El hecho objetivo es que el Inca Garcilaso, junto a Murúa y a Guamán Poma, registra la presencia de filósofos en el antiguo Perú, y este sólo dato merece prestarle atención. Las interpretaciones que se pueden tomar van en dos direcciones, una (a) tendencia que asume la verdadera existencia de filósofos autóctonos (nativismo), y (b) otra tendencia que niega su presencia (eurocentrismo). Los que afirman su existencia se dividen, a su vez, en: (a1) los que afirman un sentido distinto de filosofía (culturalismo, comunitarismo, ecologismo, mitocratismo), (a2) los que afirman la existencia de un sentido común con la filosofía occidental (etnofilosofía intercultural). Los que niegan se dividen: (b1) los que afirman que sólo hubo mito (heterogeneoísmo), (b2) los que sostienen que sólo hubo sabiduría (cosmovisionismo).

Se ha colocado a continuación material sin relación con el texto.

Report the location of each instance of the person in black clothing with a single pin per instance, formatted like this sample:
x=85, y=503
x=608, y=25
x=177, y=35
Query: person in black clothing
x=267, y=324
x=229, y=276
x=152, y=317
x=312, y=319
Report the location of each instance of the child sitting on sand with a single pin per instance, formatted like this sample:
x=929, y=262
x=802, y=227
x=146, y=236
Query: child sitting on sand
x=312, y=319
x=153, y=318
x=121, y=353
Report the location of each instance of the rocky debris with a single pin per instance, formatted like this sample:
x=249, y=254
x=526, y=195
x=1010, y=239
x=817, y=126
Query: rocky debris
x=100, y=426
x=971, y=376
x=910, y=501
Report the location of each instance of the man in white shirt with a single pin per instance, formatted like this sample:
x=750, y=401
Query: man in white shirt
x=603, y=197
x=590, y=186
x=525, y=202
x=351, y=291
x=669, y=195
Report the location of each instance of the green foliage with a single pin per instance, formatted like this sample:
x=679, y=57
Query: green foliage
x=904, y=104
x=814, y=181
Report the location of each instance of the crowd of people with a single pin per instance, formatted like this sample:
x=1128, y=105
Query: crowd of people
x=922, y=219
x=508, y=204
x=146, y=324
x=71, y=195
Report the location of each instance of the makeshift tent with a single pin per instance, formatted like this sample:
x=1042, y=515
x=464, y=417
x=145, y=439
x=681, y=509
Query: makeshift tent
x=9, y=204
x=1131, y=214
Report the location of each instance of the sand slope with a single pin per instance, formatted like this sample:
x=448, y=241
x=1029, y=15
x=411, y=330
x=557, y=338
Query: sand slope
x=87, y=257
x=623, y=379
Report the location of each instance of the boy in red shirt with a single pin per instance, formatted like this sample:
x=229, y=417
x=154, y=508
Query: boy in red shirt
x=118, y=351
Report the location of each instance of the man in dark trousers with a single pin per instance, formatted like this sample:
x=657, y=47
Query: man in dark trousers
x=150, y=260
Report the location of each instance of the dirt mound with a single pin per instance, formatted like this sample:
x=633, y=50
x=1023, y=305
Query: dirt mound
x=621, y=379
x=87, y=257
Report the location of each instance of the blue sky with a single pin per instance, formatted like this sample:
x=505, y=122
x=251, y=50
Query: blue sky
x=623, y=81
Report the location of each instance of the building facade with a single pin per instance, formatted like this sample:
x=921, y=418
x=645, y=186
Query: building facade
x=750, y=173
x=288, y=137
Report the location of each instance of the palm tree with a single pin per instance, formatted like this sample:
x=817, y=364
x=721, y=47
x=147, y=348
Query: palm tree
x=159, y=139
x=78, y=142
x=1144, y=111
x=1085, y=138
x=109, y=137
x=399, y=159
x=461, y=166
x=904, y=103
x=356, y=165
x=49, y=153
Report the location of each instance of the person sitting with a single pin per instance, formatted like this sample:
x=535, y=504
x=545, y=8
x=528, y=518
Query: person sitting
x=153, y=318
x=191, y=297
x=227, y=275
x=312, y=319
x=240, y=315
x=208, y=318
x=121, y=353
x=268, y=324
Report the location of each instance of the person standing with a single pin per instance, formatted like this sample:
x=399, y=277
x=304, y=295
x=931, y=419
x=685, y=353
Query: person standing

Nuestra opinión entre todas estas interpretaciones favorece a (a1) y es lo que se intenta probar en el presente estudio.

b) Relanzamiento de la idea

El Coloquio de 1965 sobre Cultura y Filosofía Inka realizado en el Cusco en realidad constituye, como hemos visto, no la primera sino la segunda ola que afirmó la existencia de la filosofía precolombina.

El replanteamiento de la filosofía incaica ocurrió con Antero Peralta y José Tamayo Herrera durante dicho Coloquio cusqueño. Peralta dice que no ha llamado a su trabajo “filosofía inca” sino solamente “Vetas filosóficas”, lo cual no es necesariamente una contradicción ni ambigüedad, como piensa Rivara, porque él procede a deducir dicha filosofía de los datos arqueológicos, las instituciones políticas, las organizaciones económicas, etc. Su prudencia es coherente con la falta de fuentes directas y tener que recurrir a datos indirectos. Que falten pruebas no significa que se carezcan de indicios y Peralta procede detectivescamente a encontrarlos en otras creaciones culturales. El él no hay ambigüedad ni contradicción, incurrir en ellas habría sido hablar de “Vetas” y luego negarlas. Eso es contradecirse y ser ambiguo, Peralta no lo es. La limitación de su argumento no es de naturaleza lógica, sino de orden teorético. Pues lejos de caer en contradicción,  no convence  porque al no precisar de qué tipo de filosofía se está hablando se corre el riesgo de caer en el criterio comparativista con el modelo filosófico occidental.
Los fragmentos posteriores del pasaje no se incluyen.